The Labour Court has provided much-needed clarity on ‘no work no pay cases’ during the country’s coronavirus lockdown, says Bradley Workman-Davies, director at Werksmans Attorneys.
This follows the Johannesburg High Court case of Mhlonipheni v Mezepoli Melrose Arch and Others which found that employees were able to tender their services during Level 5 and Level 4 of the National Lockdown, and accordingly that their salaries were owed by their employers during that period.
This resulted in their unpaid salaries being regarded as debts owed by the employers, and the employers’ self-professed inability to pay these amounts leading them to be placed into business rescue, he said.
Workman-Davies said that the judgement was criticised for its arguably incorrect approach that non-essential employees were legally entitled to tender their services during the Level 5 and Level 4 stages of the lockdown.
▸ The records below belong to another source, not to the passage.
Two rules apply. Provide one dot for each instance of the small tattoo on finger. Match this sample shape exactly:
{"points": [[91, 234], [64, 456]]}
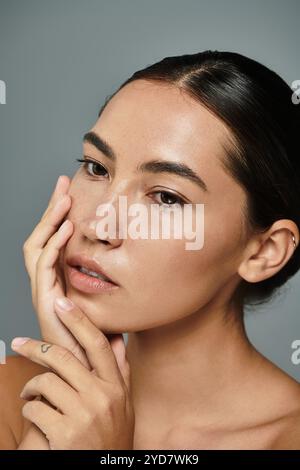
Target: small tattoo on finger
{"points": [[45, 347]]}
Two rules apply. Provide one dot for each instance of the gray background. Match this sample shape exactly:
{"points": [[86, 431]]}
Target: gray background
{"points": [[60, 59]]}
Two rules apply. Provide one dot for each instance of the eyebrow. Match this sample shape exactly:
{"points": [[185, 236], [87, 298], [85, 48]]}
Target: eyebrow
{"points": [[153, 166]]}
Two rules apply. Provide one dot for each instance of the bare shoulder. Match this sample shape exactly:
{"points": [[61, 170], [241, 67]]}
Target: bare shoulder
{"points": [[288, 437], [13, 376]]}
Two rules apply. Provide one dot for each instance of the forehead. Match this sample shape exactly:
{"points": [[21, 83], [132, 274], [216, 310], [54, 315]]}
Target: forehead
{"points": [[146, 120], [163, 117]]}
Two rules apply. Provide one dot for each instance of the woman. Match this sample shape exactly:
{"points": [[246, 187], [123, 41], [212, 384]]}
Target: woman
{"points": [[213, 128]]}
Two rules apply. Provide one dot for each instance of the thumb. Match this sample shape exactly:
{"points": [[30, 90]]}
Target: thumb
{"points": [[118, 346]]}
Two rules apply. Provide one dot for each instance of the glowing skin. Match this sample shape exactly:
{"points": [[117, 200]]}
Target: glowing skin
{"points": [[143, 123], [188, 351]]}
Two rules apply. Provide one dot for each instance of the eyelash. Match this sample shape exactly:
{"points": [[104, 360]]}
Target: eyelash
{"points": [[85, 163]]}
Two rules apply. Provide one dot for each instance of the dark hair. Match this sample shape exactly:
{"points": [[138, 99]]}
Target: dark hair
{"points": [[256, 105]]}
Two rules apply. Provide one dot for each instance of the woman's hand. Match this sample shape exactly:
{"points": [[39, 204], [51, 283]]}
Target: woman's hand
{"points": [[41, 253], [86, 409]]}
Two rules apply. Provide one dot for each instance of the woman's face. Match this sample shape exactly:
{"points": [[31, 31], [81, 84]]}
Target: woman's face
{"points": [[160, 281]]}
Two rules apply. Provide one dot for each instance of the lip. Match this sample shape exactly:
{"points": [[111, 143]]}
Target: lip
{"points": [[84, 282]]}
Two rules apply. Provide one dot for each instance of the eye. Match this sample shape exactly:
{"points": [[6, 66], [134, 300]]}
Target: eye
{"points": [[91, 167], [166, 196]]}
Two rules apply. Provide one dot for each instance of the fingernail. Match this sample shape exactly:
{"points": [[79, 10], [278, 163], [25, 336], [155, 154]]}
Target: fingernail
{"points": [[16, 342], [57, 183], [62, 227], [64, 303]]}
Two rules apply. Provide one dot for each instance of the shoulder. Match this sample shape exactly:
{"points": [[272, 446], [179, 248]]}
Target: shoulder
{"points": [[289, 436], [13, 376]]}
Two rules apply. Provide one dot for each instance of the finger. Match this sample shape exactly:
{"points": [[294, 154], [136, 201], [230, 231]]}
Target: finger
{"points": [[61, 188], [45, 272], [59, 359], [93, 341], [43, 416], [42, 232], [54, 389]]}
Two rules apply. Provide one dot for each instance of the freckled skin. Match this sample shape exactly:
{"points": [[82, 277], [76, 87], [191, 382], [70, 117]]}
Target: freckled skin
{"points": [[196, 380], [144, 122]]}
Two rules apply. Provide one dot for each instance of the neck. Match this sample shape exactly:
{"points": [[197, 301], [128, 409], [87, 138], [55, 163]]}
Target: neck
{"points": [[196, 363]]}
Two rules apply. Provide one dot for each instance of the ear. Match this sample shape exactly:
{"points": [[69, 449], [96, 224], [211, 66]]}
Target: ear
{"points": [[268, 253]]}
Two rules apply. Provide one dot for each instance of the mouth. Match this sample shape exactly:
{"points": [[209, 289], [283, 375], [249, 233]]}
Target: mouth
{"points": [[86, 275]]}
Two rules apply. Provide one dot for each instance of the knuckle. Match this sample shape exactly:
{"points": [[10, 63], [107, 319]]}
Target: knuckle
{"points": [[26, 247], [46, 378], [63, 355]]}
A review of this judgement was suggested in order to correct this legal misinterpretation, he said.
Labour Court ruling
Workman-Davies said that the Labour Court has recently announced on the issue in the case of Macsteel Service Centres SA Proprietary Limited v NUMSA.
Although the case dealt with an urgent application brought by Macsteel to try and prevent a strike by NUMSA, the judge correctly dealt with the issue of whether employees could tender their services, and therefore be entitled to payment of salary, during these restricted periods of economic activity during Level 5 and Level 4 stages of the lockdown, Workman-Davies said.
“In doing so, the judge found that whereas Macsteel had generously undertaken to pay 100% of salaries in March and April, and then up to 80% of employees’ salaries for May, June and July 2020, with the Unemployment Insurance Fund Temporary Employee Relief Scheme being relied upon to make payment of the balance, it, in fact, had no legal obligation to do so in respect of employees who were not legally able to work.
“The court held correctly, that those employees who ‘rendered no service, albeit to no fault of their own or due to circumstances outside their employer’s control, like the global Covid-19 pandemic or the national state of disaster, are not entitled to remuneration and Macsteel could have implemented the principle of no work no pay’.”
Workman-Davies said this labour court judgement is to be welcomed, in that it confirms that the correct legal approach is that where it was legally impermissible for employees to perform services, the tendering of services by these employees is irrelevant, and the employer is entitled to implement a no work no pay principle, on the basis of the legal impossibility of both parties performing.
“Additionally, a case by case analysis must be adopted, and even (if necessary) assessing employees on an individual basis to assess their specific rights,” he said.
“This Macsteel judgement from the specialist labour court, rather than that of the High Court in Mezepoli, should be relied upon as setting out the correct approach.”